Estranhos Rebeldes



Nas últimas semanas, a agenda mediática foi dominada por casos de justiça que envolvem personalidades conhecidas do mundo político e económico.
Desde o prisioneiro 44, até à condenação de Duarte Lima, passando pelo caso BES e pelos Vistos Gold, não faltou matéria de comentário e debate.
Todos estes casos são importantes e têm relevância para a vida pública. Merecem análise e escrutínio público.
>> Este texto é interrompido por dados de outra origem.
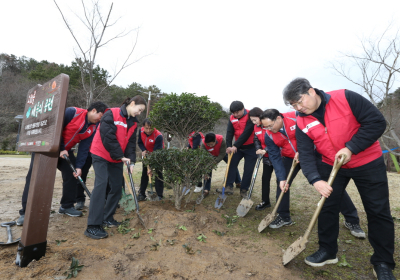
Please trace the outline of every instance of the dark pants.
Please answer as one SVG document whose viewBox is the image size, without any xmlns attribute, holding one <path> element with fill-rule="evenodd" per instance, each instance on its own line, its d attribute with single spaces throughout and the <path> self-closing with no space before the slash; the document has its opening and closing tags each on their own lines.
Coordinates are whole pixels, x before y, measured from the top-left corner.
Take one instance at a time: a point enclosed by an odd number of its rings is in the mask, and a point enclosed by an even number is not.
<svg viewBox="0 0 400 280">
<path fill-rule="evenodd" d="M 282 158 L 283 165 L 285 166 L 286 174 L 289 175 L 290 168 L 292 167 L 293 159 L 290 158 Z M 321 164 L 321 163 L 319 163 Z M 301 169 L 301 165 L 298 164 L 294 169 L 292 179 L 290 179 L 289 185 L 292 185 L 294 178 L 296 177 L 297 173 Z M 277 181 L 277 189 L 276 189 L 276 200 L 278 200 L 279 195 L 281 194 L 281 188 L 279 187 L 279 182 Z M 278 207 L 279 216 L 283 218 L 290 217 L 290 188 L 282 197 L 281 204 Z M 340 212 L 343 214 L 346 222 L 352 224 L 359 224 L 360 219 L 358 218 L 357 209 L 351 201 L 350 196 L 347 194 L 346 191 L 343 193 L 343 197 L 340 203 Z"/>
<path fill-rule="evenodd" d="M 222 160 L 225 162 L 228 162 L 228 155 L 226 154 Z M 208 180 L 206 180 L 206 185 L 204 187 L 204 190 L 207 190 L 207 191 L 209 191 L 211 189 L 212 170 L 210 173 L 208 173 L 208 177 L 210 177 L 210 178 Z M 235 184 L 240 184 L 241 182 L 242 182 L 242 179 L 240 178 L 239 169 L 236 168 Z"/>
<path fill-rule="evenodd" d="M 68 157 L 73 165 L 75 165 L 75 155 L 70 150 L 68 151 Z M 31 183 L 32 176 L 32 168 L 33 161 L 35 158 L 35 153 L 32 153 L 31 164 L 29 166 L 28 174 L 25 179 L 25 187 L 24 192 L 22 194 L 22 209 L 19 210 L 20 215 L 25 215 L 26 203 L 28 201 L 28 193 L 29 193 L 29 185 Z M 76 181 L 71 167 L 65 159 L 58 158 L 57 169 L 61 171 L 62 179 L 63 179 L 63 191 L 61 197 L 61 207 L 62 208 L 71 208 L 74 206 L 76 202 Z"/>
<path fill-rule="evenodd" d="M 266 204 L 270 204 L 269 193 L 270 193 L 270 183 L 271 183 L 271 175 L 274 171 L 274 167 L 272 165 L 263 164 L 263 175 L 261 178 L 261 199 Z"/>
<path fill-rule="evenodd" d="M 123 163 L 109 162 L 93 154 L 92 159 L 95 179 L 92 197 L 90 198 L 88 226 L 102 225 L 104 220 L 111 221 L 114 219 L 113 216 L 122 194 Z M 107 183 L 110 184 L 111 190 L 106 200 Z M 104 201 L 106 201 L 105 205 Z"/>
<path fill-rule="evenodd" d="M 231 159 L 231 164 L 229 166 L 228 171 L 228 179 L 226 181 L 226 185 L 233 187 L 233 183 L 235 182 L 237 166 L 239 165 L 240 160 L 244 158 L 244 169 L 243 169 L 243 177 L 242 177 L 242 185 L 241 190 L 248 190 L 251 183 L 251 178 L 253 175 L 254 166 L 257 162 L 257 155 L 255 148 L 251 149 L 238 149 L 235 154 L 233 154 Z"/>
<path fill-rule="evenodd" d="M 162 175 L 162 171 L 157 172 L 155 187 L 157 195 L 161 197 L 163 197 L 163 192 L 164 192 L 164 182 L 161 181 L 163 179 L 164 177 Z M 149 183 L 149 176 L 147 175 L 147 166 L 143 165 L 142 178 L 140 179 L 140 189 L 139 189 L 139 193 L 143 196 L 146 196 L 146 189 L 148 183 Z"/>
<path fill-rule="evenodd" d="M 324 181 L 328 181 L 332 166 L 322 163 L 318 172 Z M 394 223 L 390 213 L 389 187 L 383 156 L 360 167 L 341 168 L 332 184 L 333 192 L 326 199 L 318 217 L 319 246 L 331 254 L 338 251 L 339 211 L 345 188 L 353 179 L 360 193 L 368 219 L 368 240 L 374 248 L 371 257 L 373 265 L 387 263 L 395 266 Z"/>
</svg>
Mas, como sempre acontece, a contra-informação, o emaranhado mediático e a fragmentação com que chegam ao grande público impedem, obviamente, qualquer pretensa compreensão da verdade e das suas consequências.
É nestes momentos que sabe melhor mergulhar em obras que nos possam dar uma leitura compreensiva de certos acontecimentos históricos, o que só é possível depois de assentada a poeira. Só o tempo permite enquadrar actores e acções, colocá-los em perspectiva e enquadrá-los de forma ponderada e proporcional, fazendo emergir o seu real impacto na História.
É isso que faz Christian Caryl, no seu livro “Estranhos Rebeldes”. Lança um olhar lúcido sobre o ano de 1979, descobrindo nele as pessoas e os acontecimentos que, na sua perspectiva, mudaram o mundo e fizeram nascer o século XXI, como hoje o vivemos.
O autor foca-se em quatro movimentos sociais e nos seus protagonistas: a revolução iraniana, de Khomeini e o início da jihad afegã, a vitória eleitoral de Margaret Thatcher; a eleição de João Paulo II e a sua peregrinação à Polónia e o lançamento das reformas económicas na China, pela mão de Deng Xiaoping.
Acontecimentos aparentemente independentes e com “estranhos rebeldes” (belíssimo título!) a liderá-los, estas cinco “histórias” acabaram por dar origem ao mundo como o conhecemos. Atravessando o mesmo ponto histórico de inflexão, estes quatro líderes desencadearam transformações de fundo que conduziram ao tempo actual, em que “o pensamento comunista e socialista se desvaneceu, em que os mercados dominam o pensamento económico e em que a religião politizada (Islão) marca uma importante presença”.
Através de uma prosa limpa, uma análise inteligente e uma capacidade notável de relacionar dados e informações, o autor faz uma leitura sagaz da História recente, ao mesmo tempo que nos leva por uma demonstração da lei das consequências não intencionais. Os acontecimentos que moldaram o contexto actual, dificilmente eram perceptíveis naquela época. E, no entanto, “quer se goste quer não, ainda vivemos à sombra de 1979”.

A abertura dos telejornais traz-nos relatos prementes da espuma dos dias. Mas nunca é demais lembrar que são quase sempre só isso.